The peculiar and sometimes artificial relationships of resort life extend to the grandmother as well. After she pretends not to see Mme. de Villeparisis in the dining room, which the marquise returns in kind, they meet by accident in a doorway and go through a stagy scene of surprised recognition, "like a air of actors in a scene by Molière who have been standing apart from one anther, each delivering a soliloquy and supposedly not seeing the other, though there is no more than a few feet between them." Mme. de Villeparisis then begins to join them at table, raising their status in the eyes of the headwaiter.
To bring this look of happiness to Aimé's face, one needed only to speak the name of a titled person; and in this he was the opposite of Françoise, in whose hearing one could not mention "Count This" or "Viscount That" without her expression's turning dark and her voice's sounding curt and sour, which actually meant she cherished the nobility not less than Aimé but more.... But once she had unmistakably registered Mme de Villeparisis's countless little acts of considerateness toward us, and even toward herself, Françoise forgave her for being a marquise; and since she had never ceased being grateful to her for being a marquise, Mme de Villeparisis was her favorite of all the people we knew.

And then a more elevated member of the aristocracy enters their lives, the Princess of Luxembourg, to whom they are introduced by Mme. de Villeparisis.

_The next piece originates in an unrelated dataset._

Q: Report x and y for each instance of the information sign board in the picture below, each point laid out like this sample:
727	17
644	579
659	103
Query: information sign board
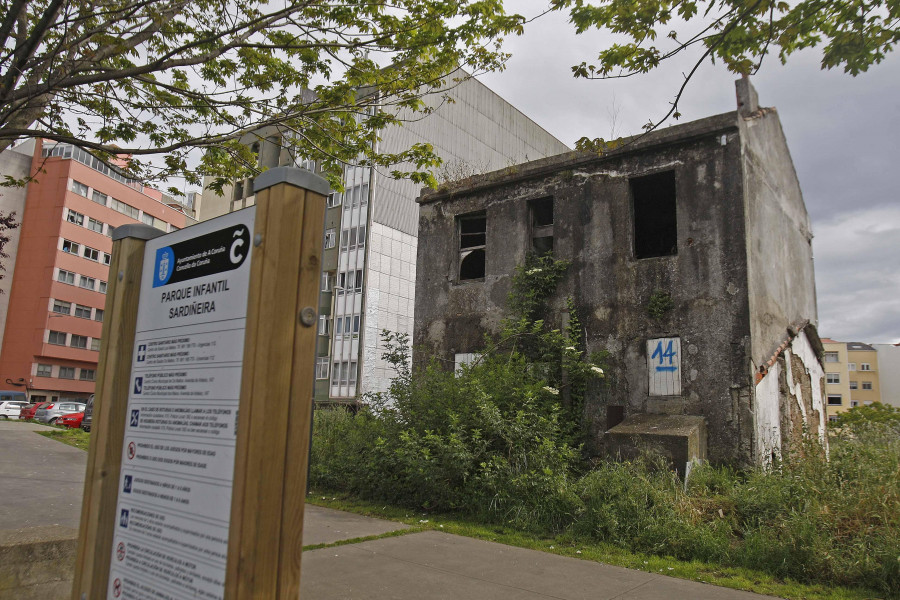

But this doesn't at all raise their status in the eyes of the local gentry, used to being the most kowtowed-to of the visitors to the hotel. These include the First President from Caen, the bâtonnier from Cherbourg, and an eminent notary from Le Mans, and especially their wives: "Each time Mme de Villeparisis walked through the vestibule, the wife of the First President, always on the lookout for loose women, set aside her embroidery and inspected her in a way that moved her two friends to irresistible laughter." She vows to make inquiries about Mme. de Villeparisis, unwilling to believe she's a genuine marquise. And the same holds true for the Princess of Luxembourg, who, she reports to the other women, is "a female with dyed hair, if you don't mind, made up to the eyeballs, and with a carriage that smacked of 'immoral earnings' a mile away, the kind that sort of woman always has, and who turned up a while ago asking to see our alleged marquise!"

This is great stuff, but there's one flaw in it for those who insist that authors stick to the conventions of fiction: How could the narrator have been present at the table of these gossips? Proust is not one, however, for sticking to a limited point of view for very long. And the material is so good that he (almost) gets away with it.